You and Your Baby at Week 32 of Your Pregnancy

(10 minute read)

You and Your Baby at Week 32 of Your Pregnancy

Week 32

At week 32, your bump will be a significant size, making it harder for you to walk and maintain your balance. You will probably be waddling more than walking! You are now approaching the final stages of your pregnancy, when both your body and your baby are still undergoing substantial changes and growth.

How Big is Baby at 32 Weeks?

Week 19 Fetus (26)

At 32 weeks, your baby is rapidly growing and putting on fat, in preparation for life outside the womb. On average, babies at this stage are about the size of a large squash, measuring approximately 42.5cm from head to heel and weighing around 3.75 pounds, or 1.7kg. However, these figures can vary as each baby grows at their own unique pace.

During this week, your baby's bones are fully formed, but they remain soft and flexible for the birth process. The baby's skin is becoming softer and smoother as they continue to gain fat, which is vital for regulating their body temperature after birth. The lungs are also developing rapidly; your baby is practising breathing by inhaling amniotic fluid.

Sensory Development

Your baby's senses are quite developed at this stage. They can now see, hear, and even taste! The baby is sensitive to light and may react to loud sounds from the outside world. They might even start to recognise your voice, which can be a wonderful way to start bonding with your baby before they are born.

Your Body at Week 32

As your body prepares for childbirth, you'll notice several physical changes. Your uterus is now about five inches above your belly button, making you visibly much more pregnant. This growth can lead to a more pronounced pregnancy 'waddle' as your centre of gravity shifts.

Your breasts might continue to grow as they prepare for breastfeeding, and you may notice colostrum (early breast milk) leaking. This is completely normal and a good sign that your body is preparing for nursing.

Weight Gain

Most women will have gained between 22 and 28 pounds by week 32, though this can vary based on your pre-pregnancy weight and your body type. It's important to continue to eat a balanced diet and get regular exercise - as best you can, anyway.

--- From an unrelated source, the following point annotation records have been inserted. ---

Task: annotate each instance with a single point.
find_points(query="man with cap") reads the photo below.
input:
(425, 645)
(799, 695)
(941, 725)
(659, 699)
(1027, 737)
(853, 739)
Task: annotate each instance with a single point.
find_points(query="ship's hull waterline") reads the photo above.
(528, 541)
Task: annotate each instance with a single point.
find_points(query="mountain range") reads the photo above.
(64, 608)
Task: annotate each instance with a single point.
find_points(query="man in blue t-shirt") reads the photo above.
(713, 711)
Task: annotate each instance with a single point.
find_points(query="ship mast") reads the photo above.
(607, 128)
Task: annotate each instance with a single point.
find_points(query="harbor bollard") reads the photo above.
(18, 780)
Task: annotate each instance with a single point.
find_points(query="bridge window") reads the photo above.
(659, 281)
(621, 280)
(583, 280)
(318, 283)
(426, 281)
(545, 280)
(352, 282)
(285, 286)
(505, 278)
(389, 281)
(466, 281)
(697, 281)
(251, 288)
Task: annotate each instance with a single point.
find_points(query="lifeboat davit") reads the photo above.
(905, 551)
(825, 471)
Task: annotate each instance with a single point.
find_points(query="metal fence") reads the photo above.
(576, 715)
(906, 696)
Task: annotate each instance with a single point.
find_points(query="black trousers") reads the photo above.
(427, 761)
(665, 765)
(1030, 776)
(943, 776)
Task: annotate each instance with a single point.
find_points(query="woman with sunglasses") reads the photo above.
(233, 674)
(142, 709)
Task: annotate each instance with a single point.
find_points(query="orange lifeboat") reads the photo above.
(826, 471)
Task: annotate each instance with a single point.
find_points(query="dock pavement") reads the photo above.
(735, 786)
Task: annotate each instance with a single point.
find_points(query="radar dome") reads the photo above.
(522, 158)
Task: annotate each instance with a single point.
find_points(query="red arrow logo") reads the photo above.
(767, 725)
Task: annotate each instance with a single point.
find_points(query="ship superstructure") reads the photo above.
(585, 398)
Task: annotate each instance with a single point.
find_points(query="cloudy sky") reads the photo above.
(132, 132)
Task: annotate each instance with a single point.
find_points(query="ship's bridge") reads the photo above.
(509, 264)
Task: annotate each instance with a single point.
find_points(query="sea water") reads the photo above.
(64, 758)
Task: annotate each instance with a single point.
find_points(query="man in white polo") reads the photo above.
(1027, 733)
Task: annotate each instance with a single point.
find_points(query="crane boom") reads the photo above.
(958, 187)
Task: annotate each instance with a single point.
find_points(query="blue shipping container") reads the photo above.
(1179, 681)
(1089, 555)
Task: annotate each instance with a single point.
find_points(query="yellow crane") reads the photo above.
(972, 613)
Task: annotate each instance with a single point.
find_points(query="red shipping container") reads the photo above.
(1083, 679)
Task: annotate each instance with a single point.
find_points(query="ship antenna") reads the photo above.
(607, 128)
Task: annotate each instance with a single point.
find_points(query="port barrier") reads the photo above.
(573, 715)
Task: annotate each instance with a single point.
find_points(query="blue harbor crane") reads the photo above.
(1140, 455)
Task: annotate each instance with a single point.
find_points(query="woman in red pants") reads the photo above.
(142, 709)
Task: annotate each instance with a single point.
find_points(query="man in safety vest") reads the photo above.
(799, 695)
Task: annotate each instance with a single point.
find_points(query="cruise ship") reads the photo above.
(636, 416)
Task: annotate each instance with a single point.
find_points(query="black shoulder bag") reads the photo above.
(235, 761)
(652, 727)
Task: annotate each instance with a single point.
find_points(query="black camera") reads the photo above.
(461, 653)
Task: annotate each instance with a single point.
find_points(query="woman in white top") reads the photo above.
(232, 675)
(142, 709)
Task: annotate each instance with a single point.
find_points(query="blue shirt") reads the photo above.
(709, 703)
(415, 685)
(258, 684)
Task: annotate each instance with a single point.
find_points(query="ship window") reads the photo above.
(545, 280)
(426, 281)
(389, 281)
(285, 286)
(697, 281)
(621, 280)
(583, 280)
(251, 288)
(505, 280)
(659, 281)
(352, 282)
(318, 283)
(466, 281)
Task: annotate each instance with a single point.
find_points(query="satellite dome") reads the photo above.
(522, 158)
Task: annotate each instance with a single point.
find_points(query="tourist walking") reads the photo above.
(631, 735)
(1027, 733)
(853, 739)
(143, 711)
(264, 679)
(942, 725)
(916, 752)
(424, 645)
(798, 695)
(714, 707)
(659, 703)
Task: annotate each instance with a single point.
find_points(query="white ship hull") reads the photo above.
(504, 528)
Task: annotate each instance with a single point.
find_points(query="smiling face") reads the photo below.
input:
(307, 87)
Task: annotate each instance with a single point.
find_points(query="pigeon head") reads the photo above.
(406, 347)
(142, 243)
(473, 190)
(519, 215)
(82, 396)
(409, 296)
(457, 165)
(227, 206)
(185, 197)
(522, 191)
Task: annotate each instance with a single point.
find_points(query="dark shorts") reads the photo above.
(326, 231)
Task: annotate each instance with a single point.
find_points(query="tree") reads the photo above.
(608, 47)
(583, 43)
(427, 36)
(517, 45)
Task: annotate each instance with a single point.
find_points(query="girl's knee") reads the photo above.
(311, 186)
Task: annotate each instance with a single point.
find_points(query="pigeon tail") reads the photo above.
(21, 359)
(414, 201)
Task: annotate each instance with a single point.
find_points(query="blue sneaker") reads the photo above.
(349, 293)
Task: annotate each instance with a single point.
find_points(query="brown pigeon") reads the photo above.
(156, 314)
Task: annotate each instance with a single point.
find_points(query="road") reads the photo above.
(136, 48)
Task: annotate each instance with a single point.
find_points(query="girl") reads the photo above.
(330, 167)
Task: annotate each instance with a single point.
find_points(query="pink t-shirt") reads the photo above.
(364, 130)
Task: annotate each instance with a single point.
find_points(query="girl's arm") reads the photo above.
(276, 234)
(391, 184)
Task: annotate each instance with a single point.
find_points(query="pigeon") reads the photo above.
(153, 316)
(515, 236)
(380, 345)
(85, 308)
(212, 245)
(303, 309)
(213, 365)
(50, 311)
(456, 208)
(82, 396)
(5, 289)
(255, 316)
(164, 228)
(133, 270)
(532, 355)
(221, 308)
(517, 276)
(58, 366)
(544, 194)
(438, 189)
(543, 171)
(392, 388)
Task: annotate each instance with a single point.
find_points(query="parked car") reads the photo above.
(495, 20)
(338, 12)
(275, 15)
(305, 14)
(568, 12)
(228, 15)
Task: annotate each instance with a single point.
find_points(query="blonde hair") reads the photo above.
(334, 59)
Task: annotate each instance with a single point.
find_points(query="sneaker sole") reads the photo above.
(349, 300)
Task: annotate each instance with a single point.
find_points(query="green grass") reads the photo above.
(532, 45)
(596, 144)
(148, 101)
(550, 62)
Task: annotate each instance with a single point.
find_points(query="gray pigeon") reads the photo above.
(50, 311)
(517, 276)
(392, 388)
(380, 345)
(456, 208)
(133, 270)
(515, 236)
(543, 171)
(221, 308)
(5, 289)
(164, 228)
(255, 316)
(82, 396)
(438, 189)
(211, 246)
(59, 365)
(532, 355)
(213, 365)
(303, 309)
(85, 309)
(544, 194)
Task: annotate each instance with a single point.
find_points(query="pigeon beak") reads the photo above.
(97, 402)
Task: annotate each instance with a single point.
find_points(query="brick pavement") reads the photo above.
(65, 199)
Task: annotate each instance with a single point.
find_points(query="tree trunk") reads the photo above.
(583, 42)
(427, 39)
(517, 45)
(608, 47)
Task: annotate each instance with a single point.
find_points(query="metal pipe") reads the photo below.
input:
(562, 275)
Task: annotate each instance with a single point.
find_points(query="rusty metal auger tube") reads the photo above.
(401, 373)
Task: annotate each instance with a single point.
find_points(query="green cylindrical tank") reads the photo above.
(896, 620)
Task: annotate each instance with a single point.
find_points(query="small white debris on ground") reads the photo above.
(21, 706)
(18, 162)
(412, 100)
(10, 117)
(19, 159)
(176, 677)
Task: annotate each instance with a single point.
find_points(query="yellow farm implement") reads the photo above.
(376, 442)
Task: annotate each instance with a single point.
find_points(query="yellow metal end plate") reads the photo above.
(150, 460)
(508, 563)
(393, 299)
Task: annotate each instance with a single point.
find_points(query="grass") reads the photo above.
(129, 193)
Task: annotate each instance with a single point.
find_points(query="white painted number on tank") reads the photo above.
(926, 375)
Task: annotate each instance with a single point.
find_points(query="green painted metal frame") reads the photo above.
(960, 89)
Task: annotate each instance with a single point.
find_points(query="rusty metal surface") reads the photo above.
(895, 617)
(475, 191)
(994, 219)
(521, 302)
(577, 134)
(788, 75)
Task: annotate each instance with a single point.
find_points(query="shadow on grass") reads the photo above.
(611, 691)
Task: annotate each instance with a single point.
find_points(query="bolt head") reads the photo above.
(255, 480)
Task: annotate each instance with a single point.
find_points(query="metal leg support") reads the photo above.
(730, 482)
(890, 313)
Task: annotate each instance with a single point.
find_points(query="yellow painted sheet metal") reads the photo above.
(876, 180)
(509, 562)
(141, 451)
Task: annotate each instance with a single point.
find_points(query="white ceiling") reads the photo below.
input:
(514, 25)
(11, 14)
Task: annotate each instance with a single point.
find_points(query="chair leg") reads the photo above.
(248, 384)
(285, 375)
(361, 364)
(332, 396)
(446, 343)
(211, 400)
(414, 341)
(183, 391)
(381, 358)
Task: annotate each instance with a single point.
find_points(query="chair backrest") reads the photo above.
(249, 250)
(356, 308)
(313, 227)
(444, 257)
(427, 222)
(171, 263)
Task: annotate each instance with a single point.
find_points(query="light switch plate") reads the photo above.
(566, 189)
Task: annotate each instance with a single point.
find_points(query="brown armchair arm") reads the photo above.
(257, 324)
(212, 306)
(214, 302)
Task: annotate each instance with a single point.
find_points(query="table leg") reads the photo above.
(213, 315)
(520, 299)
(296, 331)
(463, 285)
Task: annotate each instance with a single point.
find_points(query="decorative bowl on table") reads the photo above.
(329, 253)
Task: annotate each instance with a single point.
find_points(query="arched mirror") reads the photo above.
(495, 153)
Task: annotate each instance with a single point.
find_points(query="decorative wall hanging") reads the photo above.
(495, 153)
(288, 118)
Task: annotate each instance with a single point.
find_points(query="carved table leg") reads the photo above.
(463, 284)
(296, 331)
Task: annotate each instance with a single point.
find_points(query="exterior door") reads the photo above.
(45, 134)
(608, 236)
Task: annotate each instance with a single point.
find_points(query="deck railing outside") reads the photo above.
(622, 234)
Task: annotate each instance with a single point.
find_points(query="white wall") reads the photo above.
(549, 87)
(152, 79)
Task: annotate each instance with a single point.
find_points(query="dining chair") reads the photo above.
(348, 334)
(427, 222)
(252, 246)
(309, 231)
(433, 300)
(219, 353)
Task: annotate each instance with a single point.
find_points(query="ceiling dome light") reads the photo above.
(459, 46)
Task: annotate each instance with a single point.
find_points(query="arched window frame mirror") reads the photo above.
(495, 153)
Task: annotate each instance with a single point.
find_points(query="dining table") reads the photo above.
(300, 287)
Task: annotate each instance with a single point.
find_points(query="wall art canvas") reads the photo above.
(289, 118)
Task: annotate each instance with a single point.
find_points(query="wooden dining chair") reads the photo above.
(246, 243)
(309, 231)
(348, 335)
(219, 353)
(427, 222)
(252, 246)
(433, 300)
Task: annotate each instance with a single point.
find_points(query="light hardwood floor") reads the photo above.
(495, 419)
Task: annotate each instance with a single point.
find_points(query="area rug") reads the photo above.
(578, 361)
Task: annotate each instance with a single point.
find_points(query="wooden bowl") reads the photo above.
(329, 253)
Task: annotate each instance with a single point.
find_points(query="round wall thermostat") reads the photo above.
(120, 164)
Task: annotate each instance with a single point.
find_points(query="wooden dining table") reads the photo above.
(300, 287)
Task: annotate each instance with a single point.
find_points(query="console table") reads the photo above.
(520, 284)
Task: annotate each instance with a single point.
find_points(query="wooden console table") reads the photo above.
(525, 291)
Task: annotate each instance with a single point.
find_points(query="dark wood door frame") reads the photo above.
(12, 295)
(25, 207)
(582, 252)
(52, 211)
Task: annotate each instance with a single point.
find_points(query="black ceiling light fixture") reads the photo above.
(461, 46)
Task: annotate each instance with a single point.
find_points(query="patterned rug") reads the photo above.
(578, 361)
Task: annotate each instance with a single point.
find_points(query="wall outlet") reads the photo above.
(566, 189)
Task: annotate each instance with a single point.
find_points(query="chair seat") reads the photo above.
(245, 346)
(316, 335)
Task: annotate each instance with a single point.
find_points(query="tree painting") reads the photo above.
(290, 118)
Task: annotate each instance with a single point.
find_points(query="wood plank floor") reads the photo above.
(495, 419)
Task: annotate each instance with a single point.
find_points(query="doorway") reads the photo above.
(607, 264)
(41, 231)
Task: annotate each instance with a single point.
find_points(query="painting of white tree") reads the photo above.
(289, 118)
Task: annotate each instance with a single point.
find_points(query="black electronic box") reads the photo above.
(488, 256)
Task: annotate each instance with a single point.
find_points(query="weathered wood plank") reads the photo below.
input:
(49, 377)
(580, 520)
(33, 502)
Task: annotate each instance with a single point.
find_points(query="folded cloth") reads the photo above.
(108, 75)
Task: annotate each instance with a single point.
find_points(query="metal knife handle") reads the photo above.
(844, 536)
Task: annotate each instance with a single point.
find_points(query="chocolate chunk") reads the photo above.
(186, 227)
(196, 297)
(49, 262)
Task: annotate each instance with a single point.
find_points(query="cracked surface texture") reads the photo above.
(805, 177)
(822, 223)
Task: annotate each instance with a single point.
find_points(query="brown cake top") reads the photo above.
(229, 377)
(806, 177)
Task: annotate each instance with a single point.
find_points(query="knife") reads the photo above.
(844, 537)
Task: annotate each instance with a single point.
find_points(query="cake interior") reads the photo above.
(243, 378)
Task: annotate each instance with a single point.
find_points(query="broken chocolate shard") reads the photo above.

Pregnancy Symptoms at Week 32

During the 32nd week, you may experience a range of symptoms. These can include:

Braxton Hicks Contractions: These are 'practice' contractions and are usually painless. They are your body's way of preparing for labour.

Shortness of Breath: As your uterus expands, it can put pressure on your diaphragm and lungs, making it harder to breathe deeply.

Heartburn and Indigestion: These can be exacerbated by the relaxation of muscles in your digestive tract and the crowding of your stomach by your expanding uterus.

Swelling: Swelling in your feet, ankles, and fingers is common due to increased blood volume and fluids.

Back Pain: The additional weight and the shift in your centre of gravity can lead to back pain. Prenatal yoga and stretching can be beneficial.

Restless Leg Syndrome (RLS): This is characterised by an uncomfortable sensation in the legs and an irresistible urge to move them.

Increased Vaginal Discharge: This is normal and is your body's way of preventing infection.

Varicose Veins: Increased blood volume and pressure from your uterus can cause veins in your legs to swell.

Preparing for Birth

Prenatal Visits

Your prenatal visits are now more frequent. During these visits, your doctor or midwife will check your blood pressure, test your urine for protein and sugar, check the baby's heartbeat and position, and measure the growth of your uterus.

Childbirth Classes

Consider enrolling in childbirth classes if you haven't already done so. These classes can provide valuable information about the labour process, pain relief options, and newborn care.

Week 32 is an exciting time as you get closer to meeting your new baby! Remember, every pregnancy is unique, so it's essential to stay in close contact with your doctor or midwife to ensure the health and safety of both you and your baby. Continue to take care of yourself and take the time to rest, eat well, and enjoy this special time.